Sodium Assists Controlled Synthesis of Cubic Rare-Earth Oxyfluorides Nanocrystals for Information Encryption and Near-Infrared-IIb Bioimaging

ACS Nano. 2024 Oct 16. doi: 10.1021/acsnano.4c10697. Online ahead of print.

Abstract

Rare-earth oxyfluoride (REOF) colloidal nanocrystals (NCs) suffer from a low photoluminescence efficiency due to their small size with poor crystallinity and a detrimental surface quenching effect. Herein, we introduce an innovative approach that involves doping sodium ions into REOF NCs to produce monodisperse, size-controllable, well-crystallized, and highly luminescent colloidal REOF core/shell NCs. The Na+ doping allows for successfully synthesizing the cubic REOF NCs with a tunable size from 6 to 30 nm. Further fabrication of the core/shell NCs doped with Na+ results in enhancements up to 1062 (Ho3+), 1140 (Er3+), and 2212 (Tm3+) folds in upconversion luminescence and 17.7 folds (Er3+) in downconversion luminescence compared to that of core/shell NCs without doping Na+ ions.

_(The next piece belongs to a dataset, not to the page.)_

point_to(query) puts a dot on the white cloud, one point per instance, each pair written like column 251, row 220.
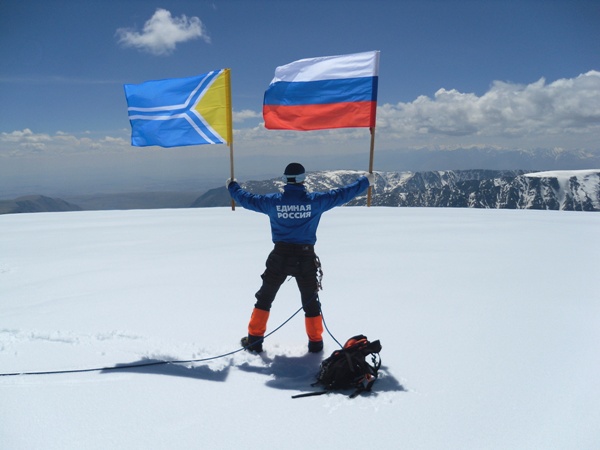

These NCs were subsequently developed into multicolor luminescent inks, demonstrating significant potential application for information security, and used for near-infrared-IIb (NIR-IIb) (1500-1700 nm) in vivo imaging, which exhibits a high-resolution in vivo dynamic imaging capability with a signal-to-noise ratio of 5.28. These results present the way to the controlled synthesis of efficient luminescent cubic LuOF: RE3+/LuOF core/shell NCs, expanding the toolkit of rare-earth doped NCs in diverse applications such as advanced encoding encryption, varied fluorescence imaging, and biomedicine.

Keywords: NIR-IIb fluorescence imaging; core/shell structure; rare-earth oxyfluorides nanocrystals; sodium doped; up-conversion luminescence.